The Broncos had two decent drives in overtime. One was undermined by an offensive pass interference call against Eric Decker that Manning called “very disappointing,” and the other ended in a decision to punt with the ball at the New England 37-yard line and not quite five minutes remaining.

“We just were probably five yards short of where we needed to get to to have a realistic shot of making a field goal,” Del Rio said. Had the wind been at the Broncos’ backs, Del Rio said he might have sent Matt Prater out to attempt a game-winning field goal. Against the wind, he said special teams coordinator Jeff Rodgers told him a 53-yard attempt was too far.
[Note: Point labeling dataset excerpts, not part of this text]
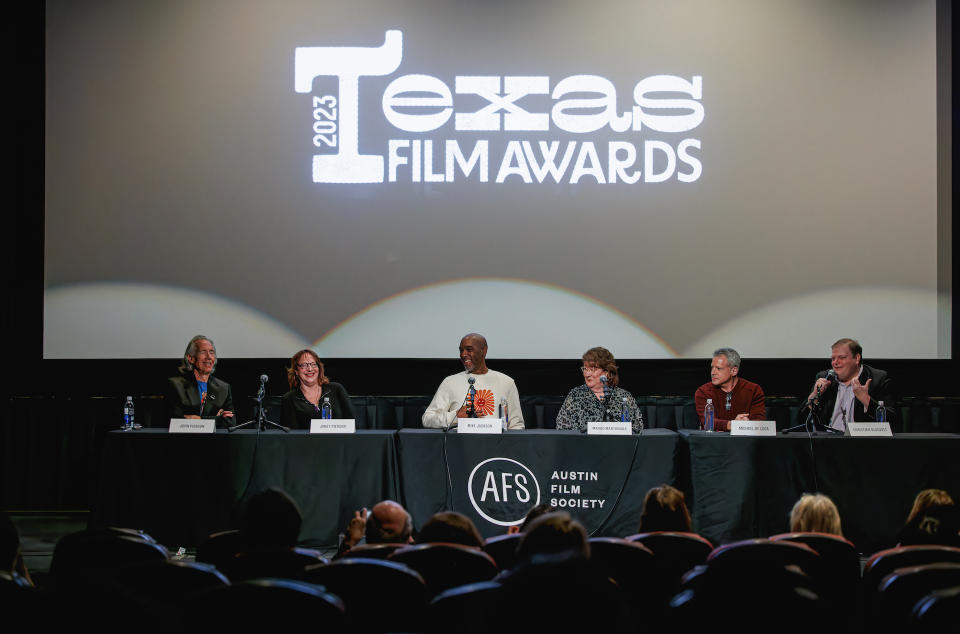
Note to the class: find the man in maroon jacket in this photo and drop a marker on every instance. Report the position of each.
(734, 398)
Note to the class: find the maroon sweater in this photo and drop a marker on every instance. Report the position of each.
(747, 399)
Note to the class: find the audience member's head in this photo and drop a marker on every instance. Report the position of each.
(452, 528)
(937, 524)
(270, 521)
(664, 509)
(927, 498)
(389, 523)
(815, 512)
(553, 532)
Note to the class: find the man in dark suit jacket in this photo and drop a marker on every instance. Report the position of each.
(851, 391)
(195, 392)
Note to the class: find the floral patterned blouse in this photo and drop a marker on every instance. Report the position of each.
(582, 406)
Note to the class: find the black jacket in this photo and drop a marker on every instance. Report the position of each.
(183, 397)
(296, 412)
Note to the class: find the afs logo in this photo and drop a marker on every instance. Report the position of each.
(502, 490)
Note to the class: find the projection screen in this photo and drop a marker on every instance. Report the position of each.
(376, 178)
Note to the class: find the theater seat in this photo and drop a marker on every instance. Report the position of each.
(445, 566)
(676, 552)
(262, 604)
(503, 549)
(882, 563)
(378, 595)
(903, 588)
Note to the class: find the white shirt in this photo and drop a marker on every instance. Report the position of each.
(493, 388)
(843, 408)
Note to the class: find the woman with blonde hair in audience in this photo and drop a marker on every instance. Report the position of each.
(815, 513)
(927, 498)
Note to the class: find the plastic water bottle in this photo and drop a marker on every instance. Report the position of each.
(128, 418)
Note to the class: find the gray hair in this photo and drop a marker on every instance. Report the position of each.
(732, 356)
(191, 351)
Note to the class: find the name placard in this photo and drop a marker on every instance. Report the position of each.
(479, 426)
(753, 428)
(192, 426)
(613, 428)
(867, 430)
(333, 425)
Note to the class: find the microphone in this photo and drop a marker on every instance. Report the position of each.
(606, 393)
(831, 377)
(472, 411)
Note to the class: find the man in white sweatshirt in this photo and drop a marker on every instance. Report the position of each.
(493, 391)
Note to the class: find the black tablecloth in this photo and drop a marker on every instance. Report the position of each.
(742, 487)
(600, 480)
(181, 487)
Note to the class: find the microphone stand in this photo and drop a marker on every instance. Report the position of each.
(261, 420)
(472, 410)
(812, 424)
(606, 400)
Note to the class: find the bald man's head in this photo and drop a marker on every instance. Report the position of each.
(389, 523)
The game had enough subplots for a Russian novel, including a first-half cameo by a brilliant Broncos defense that left for intermission and never came back. In the end, all anyone is likely to remember is that the Broncos could not hold a 24-point lead and that Manning, the four-time most valuable player and certain Hall-of-Famer, was reduced to an ordinary quarterback in the blustery conditions.

More than ever, the Broncos’ Super Bowl hopes seem to hinge not only on all the things that must normally go right to be the last team standing, but also on environmental conditions that don’t rob their superstar of his powers.